もともとの定義とは真逆の 安倍総理独自の「積極的平和主義」

この「積極的平和主義の旗を高く掲げ」では、

「安保法案という御旗をあげるぞ」という宣誓のようにも聞こえました。

そして主語のない文章は、上っ面だけの体裁を整えた、心をどこかに置き忘れたものに感じました。

 

そして、昨日の国会包囲行動です。

自由の森学園の生徒たちが歌う レ・ミゼラブルの「民衆の歌が聞こえるか」の歌詞が胸に刺さりました。

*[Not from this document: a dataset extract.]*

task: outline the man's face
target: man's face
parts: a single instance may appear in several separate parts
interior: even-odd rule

  ♪ 怒れる者の 歌が聞こえるか 鼓動があのドラムとこだまする時 ♪

そして、「ヒロシマの有る国で」

   ♪ ヒロシマの有る国で しなければならないことは

    灯(とも)る戦(いくさ)の火種を 消すことだろう ♪

私たちが、今なすべきことが、自ずと示されていると思う。

あの戦争を繰り返さないためにすることは、武装ではありません。

原爆だけがダメなのではなく、戦いの火種を作らないこと、平和を生み出していくことが大事なのです。

外交での話し合いで平和を生み出していく努力をすることが、今一番求められていることだと思います。

7月に台湾に視察に行った際に、台湾東海大学の陳泳峰先生は、台湾の徴兵制がなくなることを教えてくださいました。

「どうして そんなことができるのですか!」と驚いて伺うと、

「台湾には敵はいないと考える」と教えてくださいました。

台湾のすぐ隣にあるのは、どこでしょう?

安倍総理が、盛んに敵国とみなし 恐れている中国です。

そして、

「台湾はこの70年間、一度もアメリカ軍に守ってもらったことはない、それでも平和だった。

それなのに、どうして日本はそんなにアメリカを頼りにしないといけないのか」

と お話くださいました。

安倍総理や、日本政府がしようとしていることは、まさに逆のことなのです。

 

戦いの火種は、戦いでは消せません。

それは、今までのアメリカ軍の戦闘行為を見ていてもわかるのではないでしょうか?

かえってテロなど、無用の戦い、憎しみを生み出してしまっています。

私たちが願い、欲しいのは、戦いではなく「平和」です。

 

 

 

 このまま戦後80年、90年、100年と平和が続きますように。